Prof Francisco Leyva, Aston University, Birmingham, UK

Cardio Debate talks to Prof Francisco Leyva from Aston University, Birmingham and The Queen Elizabeth Hospital, London, UK, about his presentation in the Heart Failure section during the Cardiology Update 2016 meeting, organised by St George’s, University of London on the 2nd December 2016 at the RSA in London, UK.

What were the key messages in your speech today?
I concentrated on the incidence of sudden cardiac death in patients with heart failure, and the role of device therapy in patients with heart failure.

The recent Defibrillator Implantation in Patients with Nonischaemic Systolic Heart failure (DANISH) study [1], which concentrated on patients with nonischaemic cardiomyopathy has shown that there is no benefit from adding defibrillator therapy in patients with heart failure and nonischaemic cardiomyopathy.

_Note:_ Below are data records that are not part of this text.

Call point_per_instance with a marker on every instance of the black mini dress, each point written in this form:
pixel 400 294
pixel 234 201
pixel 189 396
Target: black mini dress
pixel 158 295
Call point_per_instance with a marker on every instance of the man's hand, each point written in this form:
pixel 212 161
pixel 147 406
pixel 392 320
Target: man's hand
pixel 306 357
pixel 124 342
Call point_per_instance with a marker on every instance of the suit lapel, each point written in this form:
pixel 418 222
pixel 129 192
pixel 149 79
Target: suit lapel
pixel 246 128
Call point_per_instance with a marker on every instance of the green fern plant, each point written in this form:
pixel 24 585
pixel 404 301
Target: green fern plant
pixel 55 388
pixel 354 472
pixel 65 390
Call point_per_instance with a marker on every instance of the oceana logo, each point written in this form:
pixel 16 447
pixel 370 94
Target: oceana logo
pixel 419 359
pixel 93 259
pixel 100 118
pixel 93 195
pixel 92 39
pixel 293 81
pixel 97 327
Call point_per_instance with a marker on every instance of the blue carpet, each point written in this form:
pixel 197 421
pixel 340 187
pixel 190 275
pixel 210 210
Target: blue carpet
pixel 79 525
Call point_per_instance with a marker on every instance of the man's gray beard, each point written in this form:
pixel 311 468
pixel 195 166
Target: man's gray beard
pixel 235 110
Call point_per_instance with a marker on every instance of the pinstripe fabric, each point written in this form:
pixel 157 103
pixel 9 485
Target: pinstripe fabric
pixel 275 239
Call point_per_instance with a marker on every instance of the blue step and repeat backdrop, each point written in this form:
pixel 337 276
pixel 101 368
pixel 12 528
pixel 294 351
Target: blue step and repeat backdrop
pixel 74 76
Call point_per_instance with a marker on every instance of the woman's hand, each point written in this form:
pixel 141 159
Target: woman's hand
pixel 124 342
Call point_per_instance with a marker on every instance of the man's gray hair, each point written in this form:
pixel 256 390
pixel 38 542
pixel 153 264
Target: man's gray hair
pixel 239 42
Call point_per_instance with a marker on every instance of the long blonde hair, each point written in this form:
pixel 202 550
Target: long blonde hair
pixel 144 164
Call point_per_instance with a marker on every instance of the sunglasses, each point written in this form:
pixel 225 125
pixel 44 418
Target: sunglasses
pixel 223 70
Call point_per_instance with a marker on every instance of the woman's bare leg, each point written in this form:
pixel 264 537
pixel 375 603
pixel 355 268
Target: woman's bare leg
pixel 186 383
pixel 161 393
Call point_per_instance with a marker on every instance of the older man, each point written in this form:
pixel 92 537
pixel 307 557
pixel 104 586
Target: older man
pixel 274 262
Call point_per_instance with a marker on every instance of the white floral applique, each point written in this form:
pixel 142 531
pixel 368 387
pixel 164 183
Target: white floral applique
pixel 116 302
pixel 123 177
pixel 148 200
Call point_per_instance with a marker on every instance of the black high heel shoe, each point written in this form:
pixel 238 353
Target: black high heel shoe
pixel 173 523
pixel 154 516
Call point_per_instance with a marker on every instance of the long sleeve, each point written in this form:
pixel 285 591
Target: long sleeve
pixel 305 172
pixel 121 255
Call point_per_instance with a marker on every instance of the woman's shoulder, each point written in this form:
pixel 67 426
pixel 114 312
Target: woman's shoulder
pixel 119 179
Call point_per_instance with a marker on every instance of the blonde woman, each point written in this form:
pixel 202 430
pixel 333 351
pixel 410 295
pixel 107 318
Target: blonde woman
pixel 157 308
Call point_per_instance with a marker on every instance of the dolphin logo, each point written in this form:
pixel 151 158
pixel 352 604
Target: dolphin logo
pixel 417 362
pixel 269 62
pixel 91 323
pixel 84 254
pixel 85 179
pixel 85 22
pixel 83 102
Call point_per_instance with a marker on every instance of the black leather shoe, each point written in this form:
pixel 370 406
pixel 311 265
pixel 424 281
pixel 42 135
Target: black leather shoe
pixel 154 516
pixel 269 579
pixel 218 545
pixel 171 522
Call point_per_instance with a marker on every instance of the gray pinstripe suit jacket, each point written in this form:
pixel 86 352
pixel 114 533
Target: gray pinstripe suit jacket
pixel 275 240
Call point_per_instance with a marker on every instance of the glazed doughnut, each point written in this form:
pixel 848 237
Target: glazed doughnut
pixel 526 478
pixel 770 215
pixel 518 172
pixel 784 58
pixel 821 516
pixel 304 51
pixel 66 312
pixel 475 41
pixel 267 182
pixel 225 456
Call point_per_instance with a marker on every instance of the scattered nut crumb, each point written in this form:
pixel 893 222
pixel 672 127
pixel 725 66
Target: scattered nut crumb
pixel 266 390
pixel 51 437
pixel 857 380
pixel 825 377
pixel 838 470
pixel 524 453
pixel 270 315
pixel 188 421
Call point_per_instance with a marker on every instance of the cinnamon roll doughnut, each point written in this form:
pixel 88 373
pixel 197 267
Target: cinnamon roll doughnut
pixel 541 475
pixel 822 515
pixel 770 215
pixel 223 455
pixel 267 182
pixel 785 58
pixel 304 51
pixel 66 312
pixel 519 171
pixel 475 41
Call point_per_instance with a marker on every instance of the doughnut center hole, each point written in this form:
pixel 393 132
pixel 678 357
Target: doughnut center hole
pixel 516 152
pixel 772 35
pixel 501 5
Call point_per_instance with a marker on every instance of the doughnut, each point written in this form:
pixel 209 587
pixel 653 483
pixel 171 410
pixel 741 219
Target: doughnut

Now this has led to a lot of questions because the current indications are there, both in terms of UK guidelines, NICE guidelines and European guidelines. But it’s important really to appreciate that the DANISH trial may have been underpowered to answer that question.

It dealt with just under 1100 patients, and we know that with a meta-analysis we need about 14,000 patients to demonstrate a beneficial role of ICDs in patients with noniscaemic cardiomyopathy.

There are other aspects, of course, in that nonischaeimic cardiomyopathies can be very varied – can be valvular, can be hypertensive, can have scar or no scar, and they have different rates of sudden cardiac death. So one noniscaemic cardiomyopathy can be very different from another.

So I have gone through some various data sets in order to show that, and I think that further studies will be needed, because it is likely that the guideline groups will take notice of the excellent DANISH study, but it is not the definitive answer.

I also reviewed some of the evidence for remote monitoring in heart failure. These are monitors within cardiac devices, defibrillators and CRT devices, and largely they’ve not shown to be of benefit in terms of hard end points – mortality and morbidity. However I think they are of definite benefit to patients.

I do wonder whether the heard end points are the right way to measure the effect, because effectively a remote monitor is a diagnostic adjunct and it’s always difficult to demonstrate a mortality benefit from a diagnostic tool.

I also touch upon some of the studies on device therapy using quadripolar leads, which are now a standard of care in most centres, and really have been shown to be of benefit to most patients, and to virtually eliminate the need to bring patients back for the repositioning of left ventricular leads.